2.1. Na decisão recorrida tiveram-se por provados os factos seguintes:

1. No dia 19 de ….de 2009, pelas 03.17 horas, o arguido conduzia o veículo automóvel ligeiro de passageiros, marca … com a matrícula …-..-60, na Rua de São Miguel das Palmeiras, área da comarca de em Castelo Branco, com uma taxa de álcool no sangue de 2,11 g/l.

2. O arguido quis conduzir o referido veículo na via pública, como fez, bem sabendo que não o podia fazer em virtude de ter ingerido bebidas alcoólicas antes de iniciar a condução em quantidade que determinaria uma taxa superior a 1,2 g/l de álcool no sangue.

3. O arguido agiu livre e conscientemente.

4. Mais sabia o arguido que a sua actuação era proibida e punida pela lei penal.

Mais de provou que:

5. Nas circunstâncias referidas em 1), o arguido provinha da Zona Medieval e percorreu cerca de um quilómetro.

6. O arguido é produtor de radiodifusão e encontra-se desempregado mas produz espectáculos aos fins-de-semana.

7. O arguido aufere o subsídio de desemprego, no montante de € 180,00, acrescido da quantia de € 150,00, a título das aulas de música que lecciona.

8. O arguido reside sozinho em casa arrendada, pela qual paga € 200,00 mensais de renda, despesa à qual acresce o montante de € 150,00 pela aquisição do veículo automóvel.

9. O arguido tem o 12.º ano de escolaridade.
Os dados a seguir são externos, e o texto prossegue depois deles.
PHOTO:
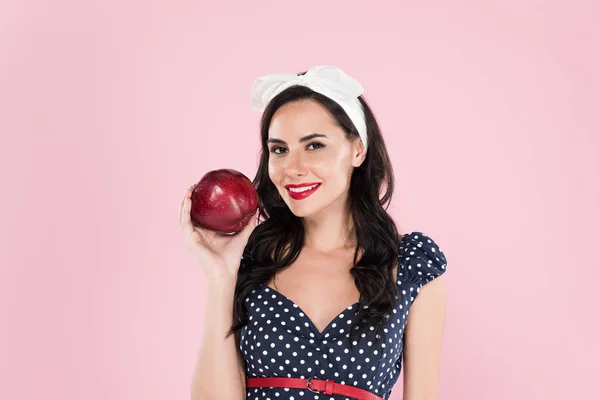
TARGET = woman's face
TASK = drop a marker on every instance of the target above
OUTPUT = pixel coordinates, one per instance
(307, 147)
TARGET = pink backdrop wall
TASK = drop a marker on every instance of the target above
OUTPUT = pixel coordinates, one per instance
(109, 111)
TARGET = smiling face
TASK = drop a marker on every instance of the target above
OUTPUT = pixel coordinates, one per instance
(307, 147)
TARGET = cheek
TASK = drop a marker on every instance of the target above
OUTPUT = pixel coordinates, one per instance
(274, 171)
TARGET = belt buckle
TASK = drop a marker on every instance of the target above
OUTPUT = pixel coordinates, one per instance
(308, 385)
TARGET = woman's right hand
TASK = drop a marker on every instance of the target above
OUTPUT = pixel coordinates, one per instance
(219, 255)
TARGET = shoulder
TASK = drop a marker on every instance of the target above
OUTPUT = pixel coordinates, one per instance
(420, 259)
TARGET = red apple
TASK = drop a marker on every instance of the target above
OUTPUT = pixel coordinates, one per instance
(223, 201)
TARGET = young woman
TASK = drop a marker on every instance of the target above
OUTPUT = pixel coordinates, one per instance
(323, 303)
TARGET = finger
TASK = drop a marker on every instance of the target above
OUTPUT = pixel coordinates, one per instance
(186, 220)
(181, 204)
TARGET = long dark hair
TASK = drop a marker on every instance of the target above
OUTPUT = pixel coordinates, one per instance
(276, 242)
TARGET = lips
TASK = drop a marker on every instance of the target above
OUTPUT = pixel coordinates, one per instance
(304, 194)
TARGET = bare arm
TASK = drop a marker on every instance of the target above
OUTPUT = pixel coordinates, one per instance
(423, 342)
(219, 371)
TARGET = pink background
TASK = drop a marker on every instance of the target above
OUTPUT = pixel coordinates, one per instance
(109, 111)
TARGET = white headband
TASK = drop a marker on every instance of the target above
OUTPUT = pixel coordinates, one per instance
(330, 81)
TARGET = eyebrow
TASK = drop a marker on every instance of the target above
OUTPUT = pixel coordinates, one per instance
(302, 139)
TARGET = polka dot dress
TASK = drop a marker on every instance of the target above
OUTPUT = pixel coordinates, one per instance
(281, 341)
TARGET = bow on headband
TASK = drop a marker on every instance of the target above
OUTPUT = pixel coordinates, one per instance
(330, 81)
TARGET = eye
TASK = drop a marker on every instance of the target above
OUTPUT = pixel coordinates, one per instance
(275, 149)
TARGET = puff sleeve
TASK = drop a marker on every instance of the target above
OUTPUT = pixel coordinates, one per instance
(420, 259)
10. Por sentença proferida em 17…..2002, pelo Tribunal Judicial de Castelo Branco, no âmbito do processo sumário n.º ../02, do 2.º juízo, foi o arguido condenado pela prática, em 01.01.2002, de um crime de condução de veículo em estado de embriaguez, previsto e punido pelos artigos 292.º, n.º 1, e 69.º, n.º 1, ambos do Código Penal, na pena de 60 dias de multa, à taxa diária de 450$00, o que perfez o montante de 27.000$00, e na pena acessória de proibição de conduzir veículos a motor pelo período de três meses, as quais foram declaradas extintas pelo cumprimento, por decisão de 06.12.2007.
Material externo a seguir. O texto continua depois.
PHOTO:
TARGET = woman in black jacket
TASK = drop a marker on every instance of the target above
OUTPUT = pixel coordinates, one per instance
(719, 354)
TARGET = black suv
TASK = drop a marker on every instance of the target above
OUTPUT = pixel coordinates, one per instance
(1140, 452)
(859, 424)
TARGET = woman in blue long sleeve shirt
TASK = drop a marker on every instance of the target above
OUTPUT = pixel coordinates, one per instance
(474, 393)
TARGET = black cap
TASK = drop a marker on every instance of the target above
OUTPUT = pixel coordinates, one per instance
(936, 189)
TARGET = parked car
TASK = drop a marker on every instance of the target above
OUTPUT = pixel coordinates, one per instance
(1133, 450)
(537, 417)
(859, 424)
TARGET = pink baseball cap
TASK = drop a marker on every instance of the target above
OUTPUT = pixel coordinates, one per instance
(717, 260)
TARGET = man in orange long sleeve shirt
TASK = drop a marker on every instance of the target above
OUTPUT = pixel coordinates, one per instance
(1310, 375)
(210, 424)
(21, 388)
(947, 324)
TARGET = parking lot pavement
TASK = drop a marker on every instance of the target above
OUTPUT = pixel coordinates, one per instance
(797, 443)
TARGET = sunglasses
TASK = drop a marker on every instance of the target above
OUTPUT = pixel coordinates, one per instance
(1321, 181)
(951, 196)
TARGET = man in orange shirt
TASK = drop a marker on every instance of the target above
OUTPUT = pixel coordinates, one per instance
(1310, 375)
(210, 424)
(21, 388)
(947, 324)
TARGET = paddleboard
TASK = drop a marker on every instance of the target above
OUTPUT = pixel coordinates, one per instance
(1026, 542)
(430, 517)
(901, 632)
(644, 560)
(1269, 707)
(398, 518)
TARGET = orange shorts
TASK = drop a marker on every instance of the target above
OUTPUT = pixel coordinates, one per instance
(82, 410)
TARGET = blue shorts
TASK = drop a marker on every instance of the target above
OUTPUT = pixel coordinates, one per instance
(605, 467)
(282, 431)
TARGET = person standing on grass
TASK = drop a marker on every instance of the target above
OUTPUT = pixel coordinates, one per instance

11. Por sentença proferida em 29….2003, pelo Tribunal Judicial de Castelo Branco, no âmbito do processo sumário n.º …/03.9GTCTB, do 1.º juízo, foi o arguido condenado pela prática, em 14.04.2003, de um crime de condução de veículo em estado de embriaguez, previsto e punido pelos artigos 292.º, n.º 1, e 69.º, n.º 1, ambos do Código Penal, na pena de 120 dias de multa, à taxa diária de € 4,00, o que perfez o montante de € 480,00, e na pena acessória de proibição de conduzir veículos a motor pelo período de cinco meses, as quais foram declaradas extintas pelo cumprimento, por decisão de 06.11.2003.

12. Por sentença proferida em 20…..2004, pelo Tribunal Judicial de Castelo Branco, no âmbito do processo sumário n.º …/04.9GELSB, do 3.º juízo, foi o arguido condenado pela prática, em 25.04.2004, de um crime de condução de veículo em estado de embriaguez, previsto e punido pelos artigos 292.º, n.º 1, e 69.º, n.º 1, ambos do Código Penal, na pena de seis meses de prisão, suspensa na sua execução pelo período de dois anos, e na pena acessória de proibição de conduzir veículos a motor pelo período de oito meses, as quais foram declaradas extintas pelo cumprimento, por decisão de 13.03.2007.

13. Confessou integralmente e sem reservas os factos imputados.

2.2. Já no que concerne a factos não provados, precisou-se na dita decisão que:

Da prova produzida e discussão da causa não resultaram factos não provados.

2.3. Por fim, tem o teor que se reproduz a motivação probatória inserta em tal sentença:

O Tribunal formou a sua convicção com base na análise crítica do com junto da prova produzida em audiência de julgamento, segundo o critério da livre apreciação e regras da experiência, designadamente nas declarações do arguido que confessou integralmente e sem reservas os factos que lhe eram imputados no libelo acusatório, referentes às circunstâncias de tempo e lugar da comissão dos factos, conjugados com o talão expedido pelo alcoolímetro Dräger, modelo Alcotest 7110 MKIIIP, junto aos autos a fls. 5, cuja autenticidade e veracidade de conteúdo não foram postos em causa.

As condições socio-económicas do arguido resultam das suas declarações, as quais foram tidas como reveladoras de factos verídicos, tanto mais que não são factos excluídos pelas regras da experiência comum e inexistem elementos nos autos que as infirmem.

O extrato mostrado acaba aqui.